Although the number of teeth is often analysed as a categorical variable (Yun et al. 2020; Yu et al. 2021; Abbas et al. 2022), we analysed the number of teeth as both categorical and continuous variables to show the strength of the influence of factors on the number of teeth. Therefore, we analysed the categorical variables of the number of teeth using the age group category. For the 10‐year age groups, the CI of the OR was large. This is thought to indicate that there is a large individual difference in the number of teeth within the same age groups. Because the relationship between the number of teeth and age is predominant, even when both are analysed as continuous values, it was shown that age has a significant effect on tooth loss, even in people with ID.

The two types of multivariate analysis showed that there were variables that had a common result in relation to the number of teeth, although tooth‐brushing frequency did not show significant results in the linear regression analysis. Few people brushed their teeth once a day in this study, and the lack of information about the participant's actual oral status may have influenced the results. People who brush their teeth more frequently have been reported to have less tooth loss (Fatima Del Carmen et al. 2021; Al‐Harthi et al. 2022). Because people with ID have poor oral hygiene (Petrovic et al. 2016), improving the oral hygiene of people with ID is considered important for preventing tooth loss.

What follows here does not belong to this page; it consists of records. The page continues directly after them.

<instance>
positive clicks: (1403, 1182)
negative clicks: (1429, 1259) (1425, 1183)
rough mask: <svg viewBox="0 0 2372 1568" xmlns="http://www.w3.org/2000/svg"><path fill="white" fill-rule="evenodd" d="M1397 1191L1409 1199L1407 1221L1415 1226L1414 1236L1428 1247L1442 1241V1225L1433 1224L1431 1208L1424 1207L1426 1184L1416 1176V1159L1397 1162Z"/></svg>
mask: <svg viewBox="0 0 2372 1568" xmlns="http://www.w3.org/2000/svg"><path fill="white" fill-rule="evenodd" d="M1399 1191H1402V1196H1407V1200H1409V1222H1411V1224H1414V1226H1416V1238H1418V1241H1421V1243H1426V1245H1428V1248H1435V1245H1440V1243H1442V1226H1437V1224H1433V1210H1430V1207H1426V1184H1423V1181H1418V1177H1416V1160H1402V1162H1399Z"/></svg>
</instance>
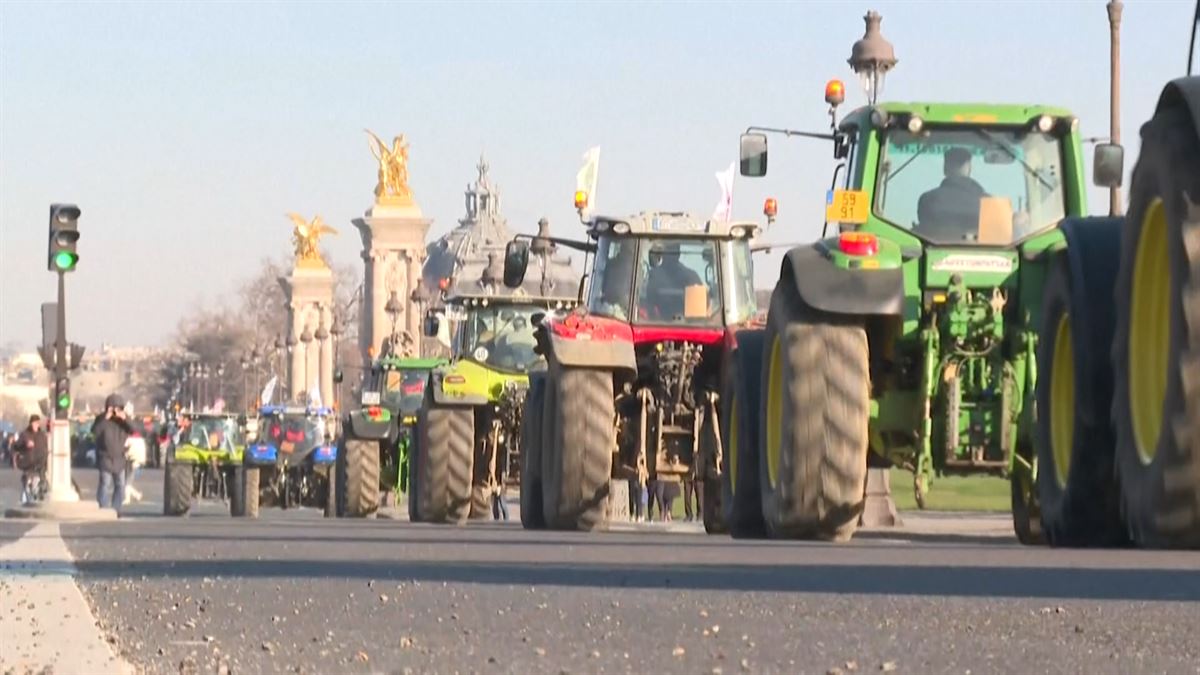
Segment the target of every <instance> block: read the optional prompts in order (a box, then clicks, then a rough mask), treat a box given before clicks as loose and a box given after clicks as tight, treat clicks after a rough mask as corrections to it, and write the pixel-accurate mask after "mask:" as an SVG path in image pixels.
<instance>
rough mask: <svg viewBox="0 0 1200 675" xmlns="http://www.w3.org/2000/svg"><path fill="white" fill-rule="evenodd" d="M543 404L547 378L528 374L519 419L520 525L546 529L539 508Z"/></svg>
mask: <svg viewBox="0 0 1200 675" xmlns="http://www.w3.org/2000/svg"><path fill="white" fill-rule="evenodd" d="M545 404H546V377H545V375H541V374H539V375H533V376H530V377H529V396H528V398H527V399H526V410H524V414H523V416H522V422H521V526H522V527H524V528H526V530H545V527H546V515H545V514H544V513H542V509H541V437H542V432H541V418H542V406H545Z"/></svg>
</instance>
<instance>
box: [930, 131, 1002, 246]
mask: <svg viewBox="0 0 1200 675" xmlns="http://www.w3.org/2000/svg"><path fill="white" fill-rule="evenodd" d="M943 162H944V163H943V167H942V172H943V174H944V175H946V178H943V179H942V183H941V185H938V186H937V187H935V189H932V190H930V191H929V192H925V193H924V195H922V196H920V201H918V202H917V221H918V223H917V227H916V228H913V229H914V231H916V232H917V233H918V234H920V235H923V237H926V238H929V239H934V240H941V241H962V240H964V235H965V234H968V233H973V232H976V229H977V226H978V222H979V199H980V198H983V197H986V196H988V193H986V192H985V191H984V189H983V186H982V185H979V184H978V183H977V181H976V180H974V179H973V178H971V151H970V150H967V149H966V148H950V149H949V150H947V153H946V156H944V159H943Z"/></svg>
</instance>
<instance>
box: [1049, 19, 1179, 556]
mask: <svg viewBox="0 0 1200 675" xmlns="http://www.w3.org/2000/svg"><path fill="white" fill-rule="evenodd" d="M1198 26H1200V2H1198V4H1196V13H1195V19H1194V23H1193V32H1192V52H1194V50H1195V44H1196V42H1195V40H1196V28H1198ZM1192 55H1193V54H1192V53H1189V54H1188V73H1189V76H1188V77H1182V78H1178V79H1175V80H1172V82H1170V83H1168V84H1166V85H1165V86H1164V88H1163V91H1162V95H1160V96H1159V98H1158V104H1157V107H1156V109H1154V114H1153V117H1152V118H1151V119H1150V120H1148V121H1147V123H1146V124H1145V125H1142V127H1141V151H1140V155H1139V157H1138V163H1136V165H1135V166H1134V169H1133V183H1132V185H1130V190H1129V211H1128V214H1127V216H1126V217H1097V219H1088V220H1087V221H1084V222H1079V223H1075V227H1070V228H1064V233H1066V241H1064V245H1060V246H1058V250H1056V251H1055V252H1054V255H1052V256H1051V258H1050V267H1049V275H1050V276H1049V280H1048V282H1046V283H1045V295H1044V299H1043V305H1042V325H1043V327H1044V333H1043V340H1042V344H1040V345H1039V350H1038V362H1039V364H1040V370H1042V376H1040V377H1039V380H1038V384H1037V401H1038V411H1039V412H1040V414H1039V416H1038V424H1037V434H1036V436H1034V441H1036V447H1037V449H1038V460H1039V464H1040V471H1039V472H1038V477H1037V486H1038V496H1039V500H1040V501H1039V506H1040V510H1042V521H1043V525H1044V527H1045V534H1046V539H1048V540H1049V542H1050V544H1052V545H1087V546H1094V545H1122V544H1126V543H1130V542H1132V543H1133V544H1135V545H1139V546H1146V548H1176V549H1178V548H1189V549H1200V360H1198V356H1200V322H1198V321H1196V317H1200V208H1198V205H1196V204H1198V202H1200V76H1192V74H1190V72H1192V66H1193V64H1192ZM1097 153H1098V154H1099V153H1103V154H1104V159H1105V161H1104V162H1100V161H1098V162H1097V171H1096V178H1097V183H1100V184H1102V185H1104V186H1106V187H1115V186H1118V185H1121V178H1122V165H1123V156H1124V154H1123V150H1122V149H1121V148H1120V147H1118V145H1111V144H1105V145H1098V147H1097ZM1099 159H1100V157H1098V160H1099Z"/></svg>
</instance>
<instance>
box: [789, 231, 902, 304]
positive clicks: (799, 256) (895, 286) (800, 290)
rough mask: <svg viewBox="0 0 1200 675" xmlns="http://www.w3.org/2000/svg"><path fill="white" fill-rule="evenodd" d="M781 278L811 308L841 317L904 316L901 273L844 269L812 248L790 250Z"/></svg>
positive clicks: (808, 246) (883, 269) (819, 252)
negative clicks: (788, 281)
mask: <svg viewBox="0 0 1200 675" xmlns="http://www.w3.org/2000/svg"><path fill="white" fill-rule="evenodd" d="M782 267H784V269H782V270H781V276H784V277H787V276H791V279H792V281H793V282H794V283H796V289H797V292H798V293H799V294H800V298H802V299H803V300H804V303H805V304H808V305H809V306H810V307H814V309H817V310H821V311H824V312H829V313H841V315H887V316H899V315H900V313H902V312H904V270H902V269H901V268H892V269H844V268H839V267H838V265H835V264H834V263H833V262H832V261H830V259H829V258H827V257H826V256H823V255H822V253H821V251H820V250H818V249H817V247H816V246H815V245H812V246H800V247H797V249H792V250H791V251H788V252H787V256H786V257H785V258H784V265H782Z"/></svg>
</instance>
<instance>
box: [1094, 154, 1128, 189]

This study had several limitations. Because they were obtained via a questionnaire survey, the data may have been biased. Some participants did not report how many teeth they had, and the accuracy of the proxy‐reported number of teeth could not be confirmed. The number of teeth may have a misattribution bias caused by the subjectivity and circumstances of the person reporting. Although the self‐reported number of teeth in adult population has previously shown reliability (Matsui et al. 2016; Margozzini et al. 2019), our proxy‐reported data of persons with ID may be less valid than the simple self‐reported data of the general population. The responses provided may have differed according to whether the respondent was a relative or a caregiver. The diagnosis of disability and tooth‐brushing frequency may generate false positives due to the small number of people in the category. Because this was a cross‐sectional study, we could not evaluate the causality of the relationships of the factors of interest with the number of teeth. It is difficult to generalise the results because of the selection bias caused by the study being conducted in facilities for persons with ID in a single prefecture, as well as the low participation rate. Regarding tooth brushing, the relationship between the number of teeth and tooth‐brushing frequency differed between the two different analyses; even with significant results, the CI was wide. We did not investigate the use of toothpaste when brushing teeth. Further research needs to examine the effect of tooth brushing on the number of teeth in people with ID. However, few studies have evaluated the factors related to the number of teeth in middle‐aged and elderly persons with ID.

One strength of this study was the finding that persons with ID lost more teeth at an earlier age compared with members of the general population, which indicates that earlier intervention is needed to maintain oral health. Longitudinal studies of persons with ID are needed to identify factors associated with maintenance of the oral health of individuals with ID.

Conclusion

Middle‐aged and older individuals with ID typically lose many teeth, the number of which is linked to the type of disability. Regular dental visits may be effective for preventing tooth loss in middle‐aged and older persons with ID.

Conflict of interest

The authors declare no conflict interest.

Source of funding

This work was supported by JSPS KAKENHI Grant Number JP17K17389.

Ethics statement

The purpose of the study was explained to the heads of the participating facilities for persons with intellectual disabilities, and only those facilities whose heads consented to participate were included in the survey. This study was approved by the Institutional Review Board of the School of Dentistry of Aichi Gakuin University (approval number 539).